At first glance, the interactions may seem few; but they are groups that routinely share this kind of information. They are prone to embrace it as fact and share news, true or not, agreeable to them in order to reinforce their bias. Among all the pieces reviewed, there were just over 100 accounts. This is not factoring in the impact of Russia’s mainstream media accounts on these platforms.

Russian power

As we pointed out before, RT en Español has 16 million followers on Facebook. Its article with the most interactions among those analyzed, with the headline “Pudo más Venezuela; no pudiste, Donald Trump” (Venezuela made it; you didn’t, Donald Trump), obtained as many as 19,301 interactions, only on its first release. The second one added up to 2,659.

The third in the Russian list is from Sputnik Mundo, with over 425,230 followers, which shared the text “Maduro denounces that, on the day of the elections, they planned to assassinate him ‘live and on the air’” and that generated the not negligible figure of 602 interactions. It is closely followed by the news item “Están haciendo el ridículo total de Jorge Arreaza” (They are making a total fool of Jorge Arreaza), again by RT en Español.

Becoming the David who confronts Goliath, victimizing himself over again to inspire sympathy, trying to create an epic tale that confronts the evil of the world are the narratives used. “My slingshot is that of David,” Cuban independence leader José Martí once said, and Fidel Castro authored a book with that phrase as well. The Russians are also experts in that strategy as noted by European disinformation watchdog, EU vs. Disinfo.

Nicolas Maduro has denounced time and again that they want to kill him. Except in 2018, when two drones came close enough, he has very rarely produced any proof thereof. However, there are also those who believe that it was a self-inflicted attack. Here you can read an overview by CNN of the times he has denounced this and here another more detailed account by EFE agency, published in the Diario La Verdad (the Truth Daily), based in Zulia State, Venezuela. 

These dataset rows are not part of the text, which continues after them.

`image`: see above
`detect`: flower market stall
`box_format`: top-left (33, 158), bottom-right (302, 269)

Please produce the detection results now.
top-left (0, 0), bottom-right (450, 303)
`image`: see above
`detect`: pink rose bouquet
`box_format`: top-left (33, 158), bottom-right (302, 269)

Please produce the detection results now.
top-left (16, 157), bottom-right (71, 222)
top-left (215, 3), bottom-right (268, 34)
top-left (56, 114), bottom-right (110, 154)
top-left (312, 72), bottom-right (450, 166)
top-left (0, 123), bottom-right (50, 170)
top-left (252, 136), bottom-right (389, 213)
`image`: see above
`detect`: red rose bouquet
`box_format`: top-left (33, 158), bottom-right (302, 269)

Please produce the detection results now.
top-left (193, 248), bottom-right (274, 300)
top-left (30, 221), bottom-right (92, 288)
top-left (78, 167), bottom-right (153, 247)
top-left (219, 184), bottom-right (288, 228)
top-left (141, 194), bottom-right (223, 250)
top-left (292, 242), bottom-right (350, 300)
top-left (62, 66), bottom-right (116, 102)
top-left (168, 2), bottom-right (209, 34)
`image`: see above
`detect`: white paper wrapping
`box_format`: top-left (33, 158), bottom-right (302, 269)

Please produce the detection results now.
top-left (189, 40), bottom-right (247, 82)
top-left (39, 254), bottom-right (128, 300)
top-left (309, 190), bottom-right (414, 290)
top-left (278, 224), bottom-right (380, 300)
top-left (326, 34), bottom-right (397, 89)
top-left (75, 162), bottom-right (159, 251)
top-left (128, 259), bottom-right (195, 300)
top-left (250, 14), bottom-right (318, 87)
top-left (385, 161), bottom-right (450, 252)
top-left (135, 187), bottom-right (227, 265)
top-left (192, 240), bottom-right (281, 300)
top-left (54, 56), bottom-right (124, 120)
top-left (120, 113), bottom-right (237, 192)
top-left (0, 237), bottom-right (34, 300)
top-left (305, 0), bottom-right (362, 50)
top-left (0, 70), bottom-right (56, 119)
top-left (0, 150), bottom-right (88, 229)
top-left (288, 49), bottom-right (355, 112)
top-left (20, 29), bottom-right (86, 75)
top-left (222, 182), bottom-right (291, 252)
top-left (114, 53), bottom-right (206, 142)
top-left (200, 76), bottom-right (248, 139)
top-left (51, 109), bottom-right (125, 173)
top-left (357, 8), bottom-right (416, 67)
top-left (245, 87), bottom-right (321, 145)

Did someone really want to kill Maduro? Or rather, in view of the dismal turnout in the parliamentary elections, in view of the possibility that the discontent would erupt in an underprivileged demographic – something increasingly frequent, the decision was that a change in polling station was the least risky thing. We do not know; but perhaps Franciscan friar and philosopher William of Ockham can help us: “With all things being equal, the simplest explanation tends to be the right one “.